Stahanovism

In a six-hour shift in a Donets coalfield on 20th August, 1935, Alexei Stahanov, the leader of a team using an automatic coal-cutting machine, hewed a record 102 tons of coal. This compared to an average of 14 tons per six-hour shift. Stahanov achieved this by reorganizing the working processes to be performed by his team of miners.

The Soviet government gave Stahanov's system a great deal of publicity and his new labour-saving methods became known as Stahanovism and rapidly spread to other industries throughout the Soviet Union. Joseph Stalin also gave his approval to the idea that Stahanovites should be given special privileges and paid higher wages.

On 14th November, 1935, the first All-Union Conference of Stahanovites was held, where Stahanov and his supporters explained their methods of working and gave details of the higher wages that could be obtained by the rationalization of labour.
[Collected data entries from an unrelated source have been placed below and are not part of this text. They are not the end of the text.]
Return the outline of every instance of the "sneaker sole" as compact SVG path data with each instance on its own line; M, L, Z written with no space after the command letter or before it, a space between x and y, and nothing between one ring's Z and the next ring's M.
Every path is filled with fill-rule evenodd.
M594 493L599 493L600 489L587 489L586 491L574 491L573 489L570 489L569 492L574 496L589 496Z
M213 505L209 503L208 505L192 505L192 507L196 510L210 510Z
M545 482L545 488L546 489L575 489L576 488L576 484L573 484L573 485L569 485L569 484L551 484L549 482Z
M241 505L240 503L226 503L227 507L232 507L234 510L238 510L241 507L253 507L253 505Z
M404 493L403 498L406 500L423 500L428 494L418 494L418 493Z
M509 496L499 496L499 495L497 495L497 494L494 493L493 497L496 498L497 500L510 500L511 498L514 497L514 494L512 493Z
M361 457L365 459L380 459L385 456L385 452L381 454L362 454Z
A resolution passed by the Central Committee of the Communist Party on 25th December, 1935, supported Stanhanov's methods: "The Stahanov movement implies the organization of labour in a new way, the rationalization of technological processes, and the proper division of labour in production; it implies relieving skilled workers from the performance of secondary and auxiliary work and a better organization of the working place."

By the outbreak of the Second World War Stahanovism had spread to all branches of machine-building, including the manufacture of motor cars and tractors, to metallurgy, the chemical industry, and electrical stations.

Primary Sources

(1) Fred Copeman, visited the Soviet Union in November 1938. He wrote about his experiences in his autobiography, Reason in Revolt (1948)

Our visit to the Stalin Auto Plant gave me a shock. We passed through an avenue, banked on either side with scrap metal - it looked like the walls of a canyon. This was made up, the interpreter told us, of the cars which had been unable to start when they left the belt. They were picked up by a crane and dumped on to this scrap heap. As this had been going on for some years there was enough scrap to keep the place going for some time. The factory itself was a colossal organisation after the style of Ford's at Dagenham, producing tractors, lorries and cars, on the moving belt system. It was on reaching the large workshop with the hundreds of engineers, each at his own lathe, that I received a most unpleasant surprise. I was well aware of the Stakhanovite Movement, which is the Russian equivalent of our piece-

work system. I remembered, and had taken part in, the protest against "Bedaux" and was therefore quite shocked when the interpreter started to explain the meaning of the hundreds of small red flags, each attached to a wire on every lathe.

Here and there a flag would be at the top of the mast, but in the main they all remained at the same level. As a trade unionist I needed no more explanation. The mass of workers were deciding just how fast they intended to go, and the efforts of the Stakhanovites were being treated in exactly the same way as those of our own speed merchants in any British factory - with mistrust and resentment. I noticed the glances of the majority of the engineers when our deputation was taken over to one of these speed boys. I had understood that communism won the goodwill of the workers because of the righteousness of its case. Here a system of coercion was being used, and it looked as though the mass of the workers had little time for it.